Zanim o postanowieniach napiszę, co sie działo do tej pory. Budowa, wykańczanie domu, wykańczanie się nawzajem z Kasią. NOOOO to już mamy za sobą, jest druga noc w nowym domu. Co za radośc po czterech latach budowy. Szaleństwo. Mam ochotę byc fajny i moja motywacja jest wielka. Od tygodnia zdietą "zdrowe serce". W poniedziałek ważyłem 94,3 obecnie mam 90,5 kg, bez słodyczy, jedna kawa z rana. Ogłaszam wielki powrót do dietowania z WAMI. Mariusz.
Swarowska
13 listopada 2010, 06:51że faceta stać na odchudzanie(BRAWO) bo wśród mężczyzn panuje przekonanie, że to takie nie męskie , że to baby się odchudzają a jak który schudnie to jeden drugiemu zazdrości . Szkoda,że mój mąż nie potrafi zawalczyć o siebie i swoje zdrowie.

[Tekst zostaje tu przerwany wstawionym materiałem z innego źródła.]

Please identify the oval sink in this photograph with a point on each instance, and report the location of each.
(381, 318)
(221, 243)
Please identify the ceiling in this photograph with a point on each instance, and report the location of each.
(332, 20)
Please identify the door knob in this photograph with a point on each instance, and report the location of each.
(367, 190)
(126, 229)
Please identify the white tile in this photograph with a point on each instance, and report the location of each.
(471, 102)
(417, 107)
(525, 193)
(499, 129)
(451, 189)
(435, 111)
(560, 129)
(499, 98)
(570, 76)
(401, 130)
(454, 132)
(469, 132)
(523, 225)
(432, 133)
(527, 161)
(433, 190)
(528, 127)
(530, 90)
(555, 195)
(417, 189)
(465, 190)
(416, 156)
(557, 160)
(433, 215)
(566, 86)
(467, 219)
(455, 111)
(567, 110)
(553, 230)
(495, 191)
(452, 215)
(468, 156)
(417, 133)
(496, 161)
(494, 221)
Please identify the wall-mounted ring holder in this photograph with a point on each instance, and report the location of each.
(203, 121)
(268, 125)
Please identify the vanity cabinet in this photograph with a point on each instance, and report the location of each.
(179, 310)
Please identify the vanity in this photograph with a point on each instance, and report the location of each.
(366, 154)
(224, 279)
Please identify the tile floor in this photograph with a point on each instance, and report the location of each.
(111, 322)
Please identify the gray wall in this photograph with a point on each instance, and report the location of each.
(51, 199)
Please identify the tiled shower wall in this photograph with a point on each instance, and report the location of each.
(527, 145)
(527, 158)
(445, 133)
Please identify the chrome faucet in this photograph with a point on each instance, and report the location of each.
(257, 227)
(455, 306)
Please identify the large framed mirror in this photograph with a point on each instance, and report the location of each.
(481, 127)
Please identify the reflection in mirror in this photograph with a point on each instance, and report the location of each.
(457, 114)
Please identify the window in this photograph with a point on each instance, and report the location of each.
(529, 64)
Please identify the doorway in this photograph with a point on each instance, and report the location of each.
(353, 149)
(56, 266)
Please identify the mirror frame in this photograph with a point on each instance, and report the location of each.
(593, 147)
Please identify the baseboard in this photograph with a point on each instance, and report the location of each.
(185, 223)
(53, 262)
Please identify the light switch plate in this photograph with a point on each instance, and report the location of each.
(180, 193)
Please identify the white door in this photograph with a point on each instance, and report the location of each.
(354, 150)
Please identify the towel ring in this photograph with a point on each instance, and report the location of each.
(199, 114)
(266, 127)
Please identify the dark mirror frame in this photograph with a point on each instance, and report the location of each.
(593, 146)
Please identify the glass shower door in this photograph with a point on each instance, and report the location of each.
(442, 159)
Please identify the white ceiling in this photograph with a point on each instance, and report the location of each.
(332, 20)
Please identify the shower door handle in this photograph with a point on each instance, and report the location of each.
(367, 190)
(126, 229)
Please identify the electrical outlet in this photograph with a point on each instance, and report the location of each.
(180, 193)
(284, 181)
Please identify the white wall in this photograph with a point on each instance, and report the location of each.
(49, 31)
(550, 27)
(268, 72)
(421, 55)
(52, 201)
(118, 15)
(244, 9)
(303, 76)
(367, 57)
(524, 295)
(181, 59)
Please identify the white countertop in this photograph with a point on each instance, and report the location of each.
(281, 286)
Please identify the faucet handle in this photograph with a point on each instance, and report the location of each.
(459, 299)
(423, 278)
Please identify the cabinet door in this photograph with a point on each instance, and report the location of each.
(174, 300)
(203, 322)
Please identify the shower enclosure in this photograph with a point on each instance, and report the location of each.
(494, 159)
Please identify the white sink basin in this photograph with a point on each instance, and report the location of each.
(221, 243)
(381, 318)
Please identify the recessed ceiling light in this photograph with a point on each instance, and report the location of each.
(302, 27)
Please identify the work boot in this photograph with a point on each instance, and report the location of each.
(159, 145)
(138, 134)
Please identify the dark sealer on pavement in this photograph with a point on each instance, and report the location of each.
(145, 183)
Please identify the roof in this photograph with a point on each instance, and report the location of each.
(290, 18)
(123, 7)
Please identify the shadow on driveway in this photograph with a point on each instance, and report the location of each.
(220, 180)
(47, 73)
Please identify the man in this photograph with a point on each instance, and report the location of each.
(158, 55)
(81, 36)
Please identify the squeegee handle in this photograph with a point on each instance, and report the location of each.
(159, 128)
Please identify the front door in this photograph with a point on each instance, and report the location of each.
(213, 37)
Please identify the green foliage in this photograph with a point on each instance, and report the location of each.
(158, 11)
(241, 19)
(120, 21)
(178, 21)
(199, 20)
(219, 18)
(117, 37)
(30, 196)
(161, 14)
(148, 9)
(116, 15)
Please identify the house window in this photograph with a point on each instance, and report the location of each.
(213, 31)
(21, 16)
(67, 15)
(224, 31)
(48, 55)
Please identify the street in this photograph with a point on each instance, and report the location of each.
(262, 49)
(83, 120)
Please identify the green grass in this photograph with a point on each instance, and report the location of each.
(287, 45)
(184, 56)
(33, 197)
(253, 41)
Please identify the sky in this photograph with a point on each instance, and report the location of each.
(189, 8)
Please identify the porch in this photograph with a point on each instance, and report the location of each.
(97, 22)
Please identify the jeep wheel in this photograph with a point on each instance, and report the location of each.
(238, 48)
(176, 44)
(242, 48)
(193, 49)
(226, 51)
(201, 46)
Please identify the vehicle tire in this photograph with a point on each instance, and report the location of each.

Powodzenia i na pewno Ci się uda.
MARGOLKA26
13 listopada 2010, 05:47gratuluje nowego domku!!!POWODZENIA
ewa.j.79
13 listopada 2010, 00:48Super, najważniejsze że jest motywacja to i waga będzie spadać. Fajnie że już w swoim domku, ja mam w planie ale aż mnie strach ogarnia przed formalnościami :( Powodzenia
bebeluszek
13 listopada 2010, 00:38NO TO GRATULACJE!!!!! zwlaszcza za swiety spokoj! :) niech teraz tylko zycie rodzinne kwitnie a waga spada na leb i szyje! pozdrawiam!